Your retention of material in this module will increase if you write down reasons for your answers to ConcepTests, questions in screencasts, and questions to answer before using interactive simulations, and you try to solve the example problems before watching the screencast solutions.
We suggest using the learning resources in the following order:
- Attempt to answer the multiple choice ConcepTest and solve the example problem before watching the screencasts or working with the simulations.
- Watch the screencasts that describe how you can use lumped capacitance to estimate the temperature of an object over time.
- Review the important equations for lumped capacitance analysis.

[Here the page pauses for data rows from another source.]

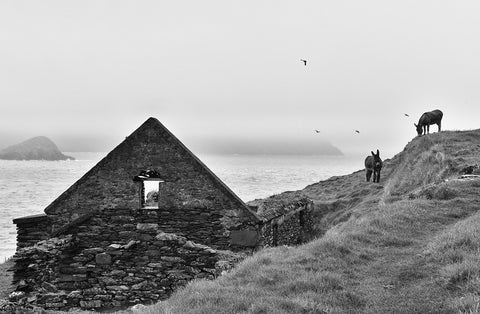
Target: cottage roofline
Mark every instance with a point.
(149, 123)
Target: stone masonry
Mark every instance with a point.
(98, 246)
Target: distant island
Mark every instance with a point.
(36, 148)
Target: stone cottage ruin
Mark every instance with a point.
(106, 242)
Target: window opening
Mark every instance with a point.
(150, 183)
(151, 193)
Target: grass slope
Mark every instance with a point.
(407, 245)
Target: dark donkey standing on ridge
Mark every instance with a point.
(373, 164)
(428, 118)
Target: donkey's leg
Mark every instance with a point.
(369, 175)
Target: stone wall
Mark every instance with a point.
(193, 202)
(32, 229)
(292, 228)
(112, 262)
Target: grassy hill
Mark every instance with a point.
(407, 245)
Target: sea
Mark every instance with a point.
(27, 187)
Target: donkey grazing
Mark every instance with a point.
(373, 164)
(428, 118)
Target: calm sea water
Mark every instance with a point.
(27, 187)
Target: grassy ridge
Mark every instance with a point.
(408, 245)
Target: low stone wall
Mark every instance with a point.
(292, 228)
(62, 274)
(32, 229)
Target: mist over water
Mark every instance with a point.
(27, 187)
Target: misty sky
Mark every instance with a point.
(88, 73)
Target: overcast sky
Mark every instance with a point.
(88, 73)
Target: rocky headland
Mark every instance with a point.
(36, 148)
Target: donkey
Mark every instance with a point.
(428, 118)
(373, 164)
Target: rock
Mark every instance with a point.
(49, 287)
(37, 148)
(103, 259)
(16, 295)
(147, 227)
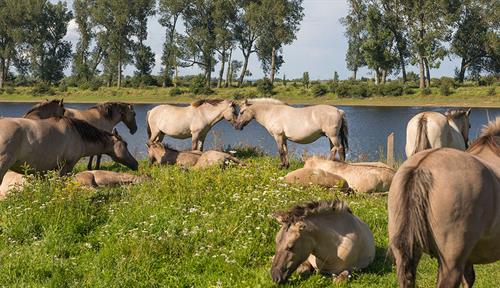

- Use the interactive simulation to further understand how you can predict the temperature of an object over time.
- Try to solve the example problems before watching the solutions in the screencasts.
- Answer the ConcepTests.
- Look at the list of key points, but only after you try to list the key points yourself.
Motivation:
- Engineers often need to estimate the temperature of an object as a function of time. If the object is relatively small and has a relatively high thermal conductivity, you can assume that the temperature throughout that object is relatively uniform. This makes the math much easier. One example is the tip of a thermocouple. It is small and is made of metal that has a high thermal conductivity. It needs to equilibrate to the surrounding temperature before it can provide an accurate reading. If the thermocouple tip does not equilibrate quickly, the user might not wait long enough and will report an incorrect reading. You can use lumped capacitance to predict how long this will take.
- This module is primarily intended for a Heat Transfer course.
Before studying this module, you should be able to:
- Draw and work with control volumes.
- Write a transient energy balance equation for a control volume.
- Explain the meaning of a heat transfer coefficient.
- Use dimensionless parameters, such as the Reynolds number.
- Discuss differential equations and specify an initial condition.
After studying this module, you should be able to:
- Identify whether lumped capacitance is appropriate in a given scenario.
- Sketch a qualitatively-accurate graph of the temperature of an object as a function of time.
- Predict when an object will reach a specified temperature.